A recent study confirmed that Roberts (along with his colleagues Justices Alito, Scalia, and Thomas, and his mentor, former Chief Justice William Rehnquist) is one of the “five most conservative justices to serve on the court since 1937.”
Thiessen contrasted his inaccurate portrait of conservative failure with what he imagines to be a triumphant judicial liberalism. But this analysis fails by looking no further than the subject of Thiessen's scorn - the health care reform decision. What Thiessen ignored is the Medicaid portion of the health care decision, in which two of the liberal justices (Stephen Breyer and Elena Kagan) joined the court's conservative bloc in imposing unprecedented restrictions on the Congress' spending power. He further ignored a point many commentators have made: that today's liberal justices are much closer to the center than a previous generation of justices on the court's left.
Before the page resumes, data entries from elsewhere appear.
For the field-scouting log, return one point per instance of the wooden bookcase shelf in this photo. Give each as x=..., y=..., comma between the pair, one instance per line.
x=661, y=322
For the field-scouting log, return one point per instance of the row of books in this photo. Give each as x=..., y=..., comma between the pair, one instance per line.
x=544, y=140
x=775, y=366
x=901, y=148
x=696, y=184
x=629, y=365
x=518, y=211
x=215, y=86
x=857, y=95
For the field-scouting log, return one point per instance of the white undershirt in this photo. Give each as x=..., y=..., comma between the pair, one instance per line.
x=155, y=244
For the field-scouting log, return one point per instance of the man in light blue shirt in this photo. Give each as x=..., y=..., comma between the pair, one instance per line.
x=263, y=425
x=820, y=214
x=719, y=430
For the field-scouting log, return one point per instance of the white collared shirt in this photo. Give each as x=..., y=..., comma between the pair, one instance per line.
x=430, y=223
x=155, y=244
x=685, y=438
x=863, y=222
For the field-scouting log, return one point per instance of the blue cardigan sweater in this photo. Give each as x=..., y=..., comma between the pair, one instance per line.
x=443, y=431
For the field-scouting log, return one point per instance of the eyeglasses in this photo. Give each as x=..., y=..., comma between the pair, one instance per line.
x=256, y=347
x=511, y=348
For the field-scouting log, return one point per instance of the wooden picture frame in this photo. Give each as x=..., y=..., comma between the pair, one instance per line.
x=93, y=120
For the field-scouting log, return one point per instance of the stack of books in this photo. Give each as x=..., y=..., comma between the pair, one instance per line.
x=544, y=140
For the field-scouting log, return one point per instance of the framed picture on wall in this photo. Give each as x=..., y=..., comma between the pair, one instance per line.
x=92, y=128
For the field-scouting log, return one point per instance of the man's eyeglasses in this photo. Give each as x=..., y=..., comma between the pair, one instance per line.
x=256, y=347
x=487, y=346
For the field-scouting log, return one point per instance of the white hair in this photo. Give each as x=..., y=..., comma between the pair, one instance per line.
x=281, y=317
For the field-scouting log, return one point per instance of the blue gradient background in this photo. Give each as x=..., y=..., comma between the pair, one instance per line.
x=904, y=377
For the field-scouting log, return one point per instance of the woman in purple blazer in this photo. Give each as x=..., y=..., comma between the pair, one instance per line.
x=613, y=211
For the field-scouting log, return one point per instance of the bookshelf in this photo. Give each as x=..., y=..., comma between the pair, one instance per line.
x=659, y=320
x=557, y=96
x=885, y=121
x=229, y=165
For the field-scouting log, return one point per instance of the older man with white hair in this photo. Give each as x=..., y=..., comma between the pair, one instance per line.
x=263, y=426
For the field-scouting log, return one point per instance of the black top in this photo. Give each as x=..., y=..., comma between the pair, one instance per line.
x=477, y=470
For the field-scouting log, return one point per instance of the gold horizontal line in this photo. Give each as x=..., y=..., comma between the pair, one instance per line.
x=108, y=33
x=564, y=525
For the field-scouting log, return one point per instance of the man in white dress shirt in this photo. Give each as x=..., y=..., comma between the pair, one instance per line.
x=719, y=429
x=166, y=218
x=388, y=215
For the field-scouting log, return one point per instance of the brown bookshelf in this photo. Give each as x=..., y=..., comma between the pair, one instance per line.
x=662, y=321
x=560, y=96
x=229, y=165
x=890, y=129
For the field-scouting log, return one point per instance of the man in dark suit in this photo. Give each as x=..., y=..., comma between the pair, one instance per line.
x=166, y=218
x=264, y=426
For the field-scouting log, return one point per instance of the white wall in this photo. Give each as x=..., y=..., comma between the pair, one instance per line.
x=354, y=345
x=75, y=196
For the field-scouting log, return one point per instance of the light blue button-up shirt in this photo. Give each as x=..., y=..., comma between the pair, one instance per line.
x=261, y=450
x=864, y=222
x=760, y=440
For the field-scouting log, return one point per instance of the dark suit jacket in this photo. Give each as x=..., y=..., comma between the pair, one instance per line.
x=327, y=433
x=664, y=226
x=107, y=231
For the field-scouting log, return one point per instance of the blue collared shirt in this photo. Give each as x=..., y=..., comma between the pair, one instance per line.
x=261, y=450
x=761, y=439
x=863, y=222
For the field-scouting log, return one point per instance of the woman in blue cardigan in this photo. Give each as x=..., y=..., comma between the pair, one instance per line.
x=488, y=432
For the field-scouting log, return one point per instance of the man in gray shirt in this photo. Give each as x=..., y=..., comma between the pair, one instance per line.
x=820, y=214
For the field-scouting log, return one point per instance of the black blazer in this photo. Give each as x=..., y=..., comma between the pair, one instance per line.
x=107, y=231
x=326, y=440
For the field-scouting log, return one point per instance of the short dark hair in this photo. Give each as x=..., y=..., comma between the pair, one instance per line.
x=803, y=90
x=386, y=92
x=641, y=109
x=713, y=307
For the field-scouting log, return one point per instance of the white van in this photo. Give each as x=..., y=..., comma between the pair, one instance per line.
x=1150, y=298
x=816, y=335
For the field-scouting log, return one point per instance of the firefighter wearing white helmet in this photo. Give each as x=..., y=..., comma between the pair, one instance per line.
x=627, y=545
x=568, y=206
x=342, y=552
Geoffrey Stone of the University of Chicago Law School has noted that none of the current liberal justices is “even within hailing distance” of justices such as William Brennan and Thurgood Marshall. Another scholar making the same argument about the Court's drift to the right points out that Marshall and Brennan argued that “the Constitution banned the death penalty in all circumstances, created a right to education, and required the government not merely to protect the right to choose but actually to fund abortions for poor women.”
The absence of views that are further left of center than those of the current liberal justices has contributed to the court's tilt to the right. There is no balance to the extreme conservatism of the Republican-appointed justices, all of whom (including Roberts) agreed with what Reagan Administration Solicitor General Charles Fried has called a “radically reactionary new doctrine” to find the health care law to be beyond Congress's powers under the Commerce Clause.
The current Supreme Court is very conservative, and one decision, even one that attracts as much attention as the health care case, cannot change that. It is not complicated how the court got this way - its conservatives are very conservative by historical standards while its liberals are not all that liberal. But for Marc Thiessen, even “radically reactionary” isn't conservative enough, and he makes the case for future Republican Supreme Court nominees to be so conservative that they could not possibly break with the right.